Pas évident de donner une suite à un album rentré directement dans la légende du rock, emmené par le succès planétaire d'un titre éponyme ayant largement dépassé les frontières de son style de prédilection. C'est pourtant le défi auquel Survivor doit s'atteler après l'ouragan qu'a pu représenter "Eye Of Tiger". En dépit de cette nouvelle pression, le quintet de Chicago ne lève pas le pied et maintient son rythme annuel de parutions discographiques et propose "Caught In The Game" dès 1983 avec un line-up inchangé. Tout juste pouvons-nous remarquer quelques invités de renom aux claviers, parmi lesquels se trouvent le chanteur et bassiste de Mr. Mister, Richard Page, ainsi que le chanteur et guitariste de REO Speedwagon, Kevin Cronin.
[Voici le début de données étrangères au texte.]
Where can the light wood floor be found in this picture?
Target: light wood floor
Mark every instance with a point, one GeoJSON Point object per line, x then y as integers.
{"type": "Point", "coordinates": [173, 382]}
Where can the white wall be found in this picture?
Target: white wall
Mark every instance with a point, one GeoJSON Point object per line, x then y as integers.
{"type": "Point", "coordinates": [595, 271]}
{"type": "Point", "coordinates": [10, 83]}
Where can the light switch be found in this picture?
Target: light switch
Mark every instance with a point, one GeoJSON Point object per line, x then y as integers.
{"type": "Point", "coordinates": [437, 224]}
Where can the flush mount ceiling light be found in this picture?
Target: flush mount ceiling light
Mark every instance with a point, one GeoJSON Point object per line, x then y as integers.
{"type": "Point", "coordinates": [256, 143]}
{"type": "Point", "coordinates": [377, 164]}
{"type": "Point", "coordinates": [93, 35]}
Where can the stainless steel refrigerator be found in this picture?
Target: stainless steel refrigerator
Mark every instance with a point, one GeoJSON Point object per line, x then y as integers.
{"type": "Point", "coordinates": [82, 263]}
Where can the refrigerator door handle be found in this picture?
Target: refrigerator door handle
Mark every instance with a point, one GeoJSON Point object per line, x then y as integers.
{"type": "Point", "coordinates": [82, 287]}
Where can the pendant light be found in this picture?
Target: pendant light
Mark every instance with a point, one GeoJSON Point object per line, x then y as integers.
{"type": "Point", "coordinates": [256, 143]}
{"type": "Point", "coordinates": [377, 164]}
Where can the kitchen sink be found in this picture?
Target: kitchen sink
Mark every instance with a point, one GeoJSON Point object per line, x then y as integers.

Apparemment sûr de sa force, le groupe ne semble pas se remettre en question outre mesure et continue son bonhomme de chemin avec une formule qui vient de faire ses preuves.
Il n'est donc pas étonnant de retrouver des titres qui auraient pu figurer sur les précédents albums tels que l'entraînant 'Ready For The Real Thing' avec son riff bien gras, ou la ballade 'I Never Stopped Loving You', exercice toujours aussi réussi bien que semblant sorti du même moule que ses devanciers dans le genre. Dans un style différent, 'Half-Life' va même jusqu'à reprendre l'introduction du 'American Heartbeat' présent sur le précédent album, et ceci quasiment à la note près. Voilà qui est pourtant dommage car la suite s'écarte de ce titre, possédant même un superbe solo de Frankie Sullivan qui a d'ailleurs tendance à se lâcher un peu plus dans cet exercice sur l'ensemble de l'album. Malheureusement, cet auto-plagiat introductif reste un handicap que la suite a du mal à surmonter. Enfin, bien que présentant un AOR alliant mélodie, énergie et fraîcheur avec des refrains accrocheurs, 'It Doesn't Have To Be This Way' et 'What Do You Really Think ?' restent également des titres relativement classiques pour Survivor.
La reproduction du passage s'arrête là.